Rosamosario is made in central Milan, where the doors to its boutique and workshop are open daily to customers, "So they can breathe the air of hand-making, like in the old times," Danti says. "Silks and cottons come from Italy, bought rough and hand washed. The lace that is key to our product range is imported from Calais in France, from the main couture houses."

Danti says she likes sensual women, and created Rosamosario for them. Years after Madonna famously brought underwear out, Rosamosario has honed the conical bra concept to a sophisticated sheen.
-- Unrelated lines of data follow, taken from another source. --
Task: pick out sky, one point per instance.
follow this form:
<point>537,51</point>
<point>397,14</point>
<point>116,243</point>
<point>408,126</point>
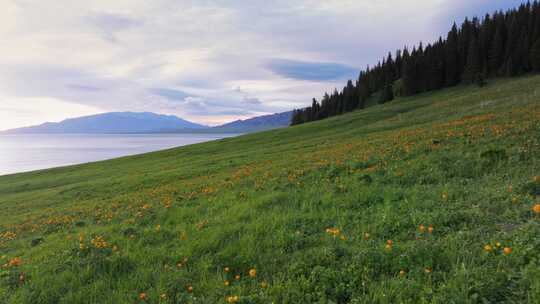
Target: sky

When asked how it came about that her six-year-old brand has enraptured women around the world, she replies: "Being at the right place, Saks Fifth Avenue in New York where we kicked off back in 2005. Having the right product: elegant lingerie and 'lightwear', with just the right girls."

And what girls they are. Their official website can satiate any idoliser of models, with pixel after pixel of near-nude supermodels shot by photographers such as Bruce Weber, Juergen Teller, Paolo Roversi and Mario Testino.

"I remember the day of the shoot with Bruce Weber. He shot just before the sun rose, and then again when the sun went down," says Danti. "His best works are influenced by his great sensibility for natural light. He has this incredible connection with nature, so he shows nudity in a gentle, natural way. I think his pictures can be considered a page of history, and the portraits he made with Kate [Moss] and other supermodels, are an important page of my life."

Inside the company's brochure, there are layers of tulle curved as petals for a bouquet made of fabric. It's centred on a lacy panty worn by Moss. There's another striking image of her in a black lace ensemble next to a ballgown. There's a distinctly cheeky corset, and a topless Moss in a red lace rosette-patterned undergarment, wearing nothing more than patent red leather stilettos and a smile.

Yet amid the fragile beauty and flashes of flesh, there's a distinct lack of vulgarity. "The philosophy behind my lingerie and what I call a 'lightwear' collection of dresses was developed unconsciously from my family, my attention to beauty, female bodies and their movements," says Danti. "I think of the curves of my beautiful young mother, and I always remember her as an Italian Ursula Andress. I wanted to dress women with independent dreams, full of courage and with huge personalities."

In an industry that otherwise pays obeisance to reed-thin girls and teenage whims, Danti looks to real women with curves. Women like a particular Italian actress. "Monica Bellucci has never interpreted the passage of time, her ageing, as a case of abandoning her beauty," Danti says. "Instead, her strong seductive point is her maturing beauty. Italian women are famous for being beautiful as they mature. Women like Monica Bellucci, Gina Lollobrigida and Sophia Loren."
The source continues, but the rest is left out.